Angle of incidence of boat (trim angle) . The preferred embodiment of boat is arranged to have an angle of incidence (defined with reference to the base-line 150 of the central hull member 10) in the region of 5 degrees over its operating range of speeds.

An angle of incidence, say, in the range 2 to 10 degrees might in many circumstances be satisfactory. However, if the angle of incidence is much less than five degrees, then drag may increase unacceptably due to the extra wetted area of the boat. If the angle is much greater than five degrees, then directional stability may be lost; also the effective slenderness ratio of the central hull member would increase, giving rise to an increase in pressure drag.

If the angle is nearer ten degrees than 2 degrees, then the bows may often ride completely out of the water. Significantly higher angles may of course be experienced temporarily, such as when the boat hits a wave.

Planform of the central hull member . The planform of the central hull member 10 is dictated by the following factors:-

1) The centre of buoyancy should be located correctly with respect to the centre of gravity of the boat so that the boat trims at the correct angle of incidence. This requires that buoyancy must be correctly distributed along the central hull member.

2) The central hull member should have sufficient buoyancy to support the full range of displacement of the boat.

3) The bow sections should be sufficiently fine (this is discussed in more detail under "entry angle" below).

In practice, the planform shown in Figure 1 is considered to be near optimal for the preferred embodiment of boat. However, if, say, a more slender hull were envisaged, it might be possible to design the hull with a degree of boat-tailing.

Slenderness ratio of the central hull member . In general terms, the slenderness ratio of the central hull member should be greater than 5 to 1, so that the boat operates in a semi-displacement mode. In the preferred embodiment, the slenderness ratio is 7.2 to 1.

Prismatic coefficient of the central hull member . The prismatic coefficient of the central hull member 10 is an important parameter since it determines the cross-sectional shape of the hull. Its definition is illustrated with reference to Figure 10. It is defined as the ratio of the volume of displacement to the volume of a particular prism which surrounds it.

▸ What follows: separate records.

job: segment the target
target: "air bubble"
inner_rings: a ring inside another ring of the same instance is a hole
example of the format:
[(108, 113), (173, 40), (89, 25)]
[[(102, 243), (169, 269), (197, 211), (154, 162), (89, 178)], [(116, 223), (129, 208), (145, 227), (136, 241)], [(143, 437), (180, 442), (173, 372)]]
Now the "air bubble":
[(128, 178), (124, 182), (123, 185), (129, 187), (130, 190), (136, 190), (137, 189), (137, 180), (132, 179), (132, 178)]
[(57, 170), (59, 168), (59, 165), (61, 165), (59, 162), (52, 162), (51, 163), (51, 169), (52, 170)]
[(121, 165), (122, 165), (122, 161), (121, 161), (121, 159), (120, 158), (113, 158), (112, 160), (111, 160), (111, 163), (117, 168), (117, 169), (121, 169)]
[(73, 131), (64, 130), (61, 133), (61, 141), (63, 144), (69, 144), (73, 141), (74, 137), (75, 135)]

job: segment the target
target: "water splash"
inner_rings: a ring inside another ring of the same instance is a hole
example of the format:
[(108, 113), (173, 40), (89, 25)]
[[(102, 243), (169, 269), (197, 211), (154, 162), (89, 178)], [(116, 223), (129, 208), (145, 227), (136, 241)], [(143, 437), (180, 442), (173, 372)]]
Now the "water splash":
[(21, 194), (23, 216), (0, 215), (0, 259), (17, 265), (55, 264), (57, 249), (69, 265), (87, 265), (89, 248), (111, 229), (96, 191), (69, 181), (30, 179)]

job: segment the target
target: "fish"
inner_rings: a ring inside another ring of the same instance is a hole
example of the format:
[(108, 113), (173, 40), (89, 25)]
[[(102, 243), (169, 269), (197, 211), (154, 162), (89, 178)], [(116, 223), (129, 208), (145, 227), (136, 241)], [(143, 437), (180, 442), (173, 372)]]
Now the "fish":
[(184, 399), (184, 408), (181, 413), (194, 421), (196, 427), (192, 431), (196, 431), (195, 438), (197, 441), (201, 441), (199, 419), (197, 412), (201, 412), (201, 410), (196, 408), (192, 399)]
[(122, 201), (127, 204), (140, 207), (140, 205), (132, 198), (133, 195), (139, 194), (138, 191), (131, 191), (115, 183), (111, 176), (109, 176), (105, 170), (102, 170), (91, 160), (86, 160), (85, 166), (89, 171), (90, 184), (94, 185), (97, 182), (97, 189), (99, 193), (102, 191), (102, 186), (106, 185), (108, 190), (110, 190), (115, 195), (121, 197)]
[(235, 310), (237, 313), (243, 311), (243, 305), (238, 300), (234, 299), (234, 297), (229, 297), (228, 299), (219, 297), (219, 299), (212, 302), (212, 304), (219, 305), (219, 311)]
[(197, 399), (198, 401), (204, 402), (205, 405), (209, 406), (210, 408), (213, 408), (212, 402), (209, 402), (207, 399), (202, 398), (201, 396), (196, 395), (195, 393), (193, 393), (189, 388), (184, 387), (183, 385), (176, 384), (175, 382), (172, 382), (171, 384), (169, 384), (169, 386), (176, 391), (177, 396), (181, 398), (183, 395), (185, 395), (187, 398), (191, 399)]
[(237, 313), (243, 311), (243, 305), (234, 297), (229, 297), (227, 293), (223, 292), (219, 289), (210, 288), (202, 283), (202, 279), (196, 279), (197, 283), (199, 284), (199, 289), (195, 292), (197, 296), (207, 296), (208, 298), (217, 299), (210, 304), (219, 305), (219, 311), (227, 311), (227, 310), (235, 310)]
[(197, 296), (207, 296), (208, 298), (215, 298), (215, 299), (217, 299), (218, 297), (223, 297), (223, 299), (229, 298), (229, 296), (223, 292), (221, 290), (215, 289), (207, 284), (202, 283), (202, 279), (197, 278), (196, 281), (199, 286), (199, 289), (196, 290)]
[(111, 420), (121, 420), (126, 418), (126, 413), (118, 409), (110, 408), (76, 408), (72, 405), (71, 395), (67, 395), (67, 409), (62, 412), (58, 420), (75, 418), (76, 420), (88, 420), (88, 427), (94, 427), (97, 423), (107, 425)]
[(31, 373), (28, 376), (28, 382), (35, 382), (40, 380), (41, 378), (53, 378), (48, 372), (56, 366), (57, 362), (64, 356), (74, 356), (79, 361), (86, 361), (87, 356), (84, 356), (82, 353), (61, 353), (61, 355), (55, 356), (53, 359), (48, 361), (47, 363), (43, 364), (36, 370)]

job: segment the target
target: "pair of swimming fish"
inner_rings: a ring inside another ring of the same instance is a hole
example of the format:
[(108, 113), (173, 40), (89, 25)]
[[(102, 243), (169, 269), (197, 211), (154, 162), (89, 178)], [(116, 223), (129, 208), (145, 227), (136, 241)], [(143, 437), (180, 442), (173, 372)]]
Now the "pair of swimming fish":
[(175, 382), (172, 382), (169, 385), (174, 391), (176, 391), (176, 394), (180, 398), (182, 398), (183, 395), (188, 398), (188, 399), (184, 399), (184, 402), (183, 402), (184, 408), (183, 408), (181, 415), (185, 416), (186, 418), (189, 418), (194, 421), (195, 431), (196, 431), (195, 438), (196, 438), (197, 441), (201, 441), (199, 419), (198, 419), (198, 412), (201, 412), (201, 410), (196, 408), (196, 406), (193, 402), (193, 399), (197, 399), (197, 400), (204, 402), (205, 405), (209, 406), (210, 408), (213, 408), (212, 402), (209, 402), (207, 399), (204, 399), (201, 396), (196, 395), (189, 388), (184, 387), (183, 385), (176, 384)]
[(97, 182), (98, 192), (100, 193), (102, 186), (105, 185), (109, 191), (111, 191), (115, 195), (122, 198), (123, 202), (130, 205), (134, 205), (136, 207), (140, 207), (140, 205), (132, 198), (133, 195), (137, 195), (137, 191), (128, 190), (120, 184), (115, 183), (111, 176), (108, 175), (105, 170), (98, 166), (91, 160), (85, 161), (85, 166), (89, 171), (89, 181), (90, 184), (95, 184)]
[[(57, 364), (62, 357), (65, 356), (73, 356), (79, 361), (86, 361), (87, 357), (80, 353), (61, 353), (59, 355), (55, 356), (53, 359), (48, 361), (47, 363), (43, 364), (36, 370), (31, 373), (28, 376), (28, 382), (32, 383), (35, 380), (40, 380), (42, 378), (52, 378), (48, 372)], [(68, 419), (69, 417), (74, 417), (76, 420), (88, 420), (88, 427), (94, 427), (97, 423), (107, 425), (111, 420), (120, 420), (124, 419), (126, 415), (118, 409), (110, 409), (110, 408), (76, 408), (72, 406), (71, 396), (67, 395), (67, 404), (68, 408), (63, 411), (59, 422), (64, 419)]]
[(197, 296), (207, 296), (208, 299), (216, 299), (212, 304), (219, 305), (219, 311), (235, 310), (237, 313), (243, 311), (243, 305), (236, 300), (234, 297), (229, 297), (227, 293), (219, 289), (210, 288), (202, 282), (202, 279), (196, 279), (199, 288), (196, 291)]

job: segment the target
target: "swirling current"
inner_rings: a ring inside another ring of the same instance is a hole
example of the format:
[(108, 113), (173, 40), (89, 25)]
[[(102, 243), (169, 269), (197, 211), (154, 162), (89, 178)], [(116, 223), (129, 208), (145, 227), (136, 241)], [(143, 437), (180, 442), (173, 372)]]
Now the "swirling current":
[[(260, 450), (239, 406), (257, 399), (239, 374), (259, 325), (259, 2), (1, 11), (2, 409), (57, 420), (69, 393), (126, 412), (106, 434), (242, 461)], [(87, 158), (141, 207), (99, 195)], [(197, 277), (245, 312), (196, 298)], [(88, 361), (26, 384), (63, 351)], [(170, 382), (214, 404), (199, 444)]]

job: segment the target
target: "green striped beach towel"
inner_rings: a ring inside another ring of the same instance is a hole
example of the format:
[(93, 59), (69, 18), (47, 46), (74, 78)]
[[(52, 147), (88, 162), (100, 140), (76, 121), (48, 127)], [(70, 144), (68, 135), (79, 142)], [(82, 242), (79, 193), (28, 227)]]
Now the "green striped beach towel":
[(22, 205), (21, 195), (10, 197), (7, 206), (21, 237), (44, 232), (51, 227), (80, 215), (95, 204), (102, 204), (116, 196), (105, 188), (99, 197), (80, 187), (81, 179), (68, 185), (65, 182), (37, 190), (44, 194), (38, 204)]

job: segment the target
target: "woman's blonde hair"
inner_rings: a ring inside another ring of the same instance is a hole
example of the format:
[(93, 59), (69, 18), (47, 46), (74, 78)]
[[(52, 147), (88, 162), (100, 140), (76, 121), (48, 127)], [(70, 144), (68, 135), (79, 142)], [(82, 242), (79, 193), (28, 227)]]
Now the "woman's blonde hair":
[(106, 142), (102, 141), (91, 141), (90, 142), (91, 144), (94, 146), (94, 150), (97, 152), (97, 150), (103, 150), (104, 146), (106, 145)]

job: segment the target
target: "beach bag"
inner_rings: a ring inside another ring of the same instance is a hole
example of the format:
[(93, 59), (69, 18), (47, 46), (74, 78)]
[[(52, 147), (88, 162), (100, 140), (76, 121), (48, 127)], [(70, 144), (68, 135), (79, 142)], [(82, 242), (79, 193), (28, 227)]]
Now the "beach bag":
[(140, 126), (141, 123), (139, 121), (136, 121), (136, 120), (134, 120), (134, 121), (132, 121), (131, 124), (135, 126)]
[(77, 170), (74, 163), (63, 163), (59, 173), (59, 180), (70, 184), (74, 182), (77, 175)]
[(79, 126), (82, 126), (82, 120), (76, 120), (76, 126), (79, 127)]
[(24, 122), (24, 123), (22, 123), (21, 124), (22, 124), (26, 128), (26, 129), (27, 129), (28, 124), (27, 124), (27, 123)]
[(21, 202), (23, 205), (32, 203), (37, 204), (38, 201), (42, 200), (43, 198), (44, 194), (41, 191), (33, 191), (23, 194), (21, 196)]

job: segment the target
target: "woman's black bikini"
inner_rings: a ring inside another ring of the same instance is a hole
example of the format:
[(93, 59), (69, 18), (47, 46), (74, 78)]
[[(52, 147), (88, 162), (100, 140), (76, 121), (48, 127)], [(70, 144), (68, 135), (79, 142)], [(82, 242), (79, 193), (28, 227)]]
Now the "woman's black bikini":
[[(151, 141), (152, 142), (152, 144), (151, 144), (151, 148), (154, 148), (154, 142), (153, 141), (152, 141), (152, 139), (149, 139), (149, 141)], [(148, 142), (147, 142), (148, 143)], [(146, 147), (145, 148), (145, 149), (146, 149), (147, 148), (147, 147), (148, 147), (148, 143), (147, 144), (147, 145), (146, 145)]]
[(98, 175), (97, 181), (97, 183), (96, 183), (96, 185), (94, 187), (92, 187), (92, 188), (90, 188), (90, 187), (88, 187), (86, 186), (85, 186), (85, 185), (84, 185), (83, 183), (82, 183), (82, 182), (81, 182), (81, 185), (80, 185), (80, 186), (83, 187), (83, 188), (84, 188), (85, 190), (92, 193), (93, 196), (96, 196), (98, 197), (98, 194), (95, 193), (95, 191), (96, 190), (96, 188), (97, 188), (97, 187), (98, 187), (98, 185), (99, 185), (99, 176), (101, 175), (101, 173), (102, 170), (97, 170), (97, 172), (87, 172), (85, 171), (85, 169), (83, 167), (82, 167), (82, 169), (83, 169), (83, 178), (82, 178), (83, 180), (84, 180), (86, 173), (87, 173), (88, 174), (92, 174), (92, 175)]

The prism is formed by the waterline length of the boat and the hull section having the largest area up to the waterline.

For the preferred embodiment of boat the coefficient is 0.413, but the coefficient may in general terms lie in the range, say, 0.35 to 0.50. All these figures relate to the Mean Waterline Level of the boat.

Such a relatively low prismatic coefficient for the preferred embodiment indicates that the central hull member thins relatively rapidly towards the bows. This allows this member to have good wave-piercing abilities.

Cross-sectional shape of the central hull member . The cross-sectional shape of the central hull member 10 is dictated largely by the prismatic coefficient, by structural considerations and by the requirement that the boat does not enter into a planing mode under normal conditions. Hence the central hull member has no flat panels (aside from the transom), both in order that it may have structural rigidity and in order that it does not plane easily. All the sections have positive curvature (that is, they are not convex) and possess no regions of reflex. Such sectional shapes also afford a soft landing in waves, as opposed to the slamming experienced by planing hulls.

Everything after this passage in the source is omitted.